I had looked at this author on the shelf for years while I read authors like Steven Erikson and George RR Martin over and over again. Convinced that it was time for a change. (By the way I discovered Erikson by just taking a chance and I am almost his biggest fan next to himself). Being a fantasy writer and knowing how hard it is to get in I perhaps naively assumed that anyone published in such quantity would be a good author.

I was wrong (clearly)

It took no more than twenty pages to realise that Irvine cannot write in the same league as the aforementioned authors, or perhaps anyone else I have ever read. He breaks all the rules of writing: 1. Don''t data dump at any stage for any reason, 2. Show don''t tell, 3. Make sure you actually have a story worth telling before you waste your time writing it. Then again on the third criterion I might have to reassess because obviously someone thought he was worth publishing.

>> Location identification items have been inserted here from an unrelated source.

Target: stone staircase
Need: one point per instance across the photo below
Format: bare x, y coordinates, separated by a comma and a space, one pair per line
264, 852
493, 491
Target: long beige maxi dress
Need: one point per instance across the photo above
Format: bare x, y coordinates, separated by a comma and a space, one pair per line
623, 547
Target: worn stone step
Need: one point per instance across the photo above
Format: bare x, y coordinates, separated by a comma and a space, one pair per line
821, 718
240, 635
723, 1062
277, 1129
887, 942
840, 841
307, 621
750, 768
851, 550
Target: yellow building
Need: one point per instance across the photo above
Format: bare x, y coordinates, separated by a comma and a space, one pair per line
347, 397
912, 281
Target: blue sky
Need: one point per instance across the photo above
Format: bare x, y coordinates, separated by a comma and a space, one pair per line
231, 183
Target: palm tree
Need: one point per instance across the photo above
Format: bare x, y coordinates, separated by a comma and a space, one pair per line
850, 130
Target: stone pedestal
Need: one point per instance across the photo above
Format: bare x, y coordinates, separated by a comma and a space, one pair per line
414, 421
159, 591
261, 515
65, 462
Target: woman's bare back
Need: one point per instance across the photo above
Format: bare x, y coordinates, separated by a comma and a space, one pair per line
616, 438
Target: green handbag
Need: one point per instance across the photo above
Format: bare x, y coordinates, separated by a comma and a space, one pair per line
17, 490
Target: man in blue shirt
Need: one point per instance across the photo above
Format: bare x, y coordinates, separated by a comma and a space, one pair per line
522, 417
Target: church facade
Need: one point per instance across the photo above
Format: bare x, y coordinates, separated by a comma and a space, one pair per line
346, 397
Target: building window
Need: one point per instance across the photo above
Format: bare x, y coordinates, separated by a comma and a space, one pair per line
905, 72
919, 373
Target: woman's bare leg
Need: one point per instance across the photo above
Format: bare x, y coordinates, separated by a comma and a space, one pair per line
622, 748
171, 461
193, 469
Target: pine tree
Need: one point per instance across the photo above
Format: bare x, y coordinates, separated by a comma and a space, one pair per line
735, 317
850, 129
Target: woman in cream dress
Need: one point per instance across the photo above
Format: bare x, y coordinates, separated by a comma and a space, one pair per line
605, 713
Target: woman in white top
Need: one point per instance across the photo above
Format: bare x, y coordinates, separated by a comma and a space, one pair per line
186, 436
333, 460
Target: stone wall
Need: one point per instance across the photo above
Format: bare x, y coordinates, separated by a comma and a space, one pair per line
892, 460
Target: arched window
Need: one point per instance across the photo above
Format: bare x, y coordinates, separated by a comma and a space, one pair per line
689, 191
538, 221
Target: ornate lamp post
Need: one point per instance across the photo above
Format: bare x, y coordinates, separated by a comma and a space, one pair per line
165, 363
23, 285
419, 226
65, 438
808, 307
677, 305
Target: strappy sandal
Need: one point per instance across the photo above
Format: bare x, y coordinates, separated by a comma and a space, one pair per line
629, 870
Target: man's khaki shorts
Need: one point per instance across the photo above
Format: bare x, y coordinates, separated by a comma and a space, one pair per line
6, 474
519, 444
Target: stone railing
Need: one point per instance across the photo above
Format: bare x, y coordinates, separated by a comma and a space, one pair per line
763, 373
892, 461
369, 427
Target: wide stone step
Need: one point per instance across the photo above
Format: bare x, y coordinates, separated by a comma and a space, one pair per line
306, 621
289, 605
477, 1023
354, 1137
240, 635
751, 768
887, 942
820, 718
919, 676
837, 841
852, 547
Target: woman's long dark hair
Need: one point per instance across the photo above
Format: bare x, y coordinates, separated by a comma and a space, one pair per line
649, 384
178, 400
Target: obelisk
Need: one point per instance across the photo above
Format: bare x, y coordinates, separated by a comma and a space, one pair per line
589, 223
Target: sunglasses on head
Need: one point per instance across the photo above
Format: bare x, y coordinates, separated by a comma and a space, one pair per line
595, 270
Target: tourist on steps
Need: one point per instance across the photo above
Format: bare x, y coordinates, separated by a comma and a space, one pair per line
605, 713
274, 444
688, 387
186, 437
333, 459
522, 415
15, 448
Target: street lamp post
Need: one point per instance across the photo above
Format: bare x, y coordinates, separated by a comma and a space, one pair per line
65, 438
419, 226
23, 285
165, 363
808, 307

The lack of quality, the cliches, the rediculously bland, boring and utterly frustrating characters forced me to throw down this book after 150 pages.

This book actually made me angry as recently my own manuscript went to third base with Harper Collins before being rejected on the basis of being like someone else just published. It pisses me off that shizer like this gets the go. I am not trying to claim that my writing is in the league of Erikson or Martin either but it is a damnsite better than this drivel.

This is not even worth reading on the bus to work.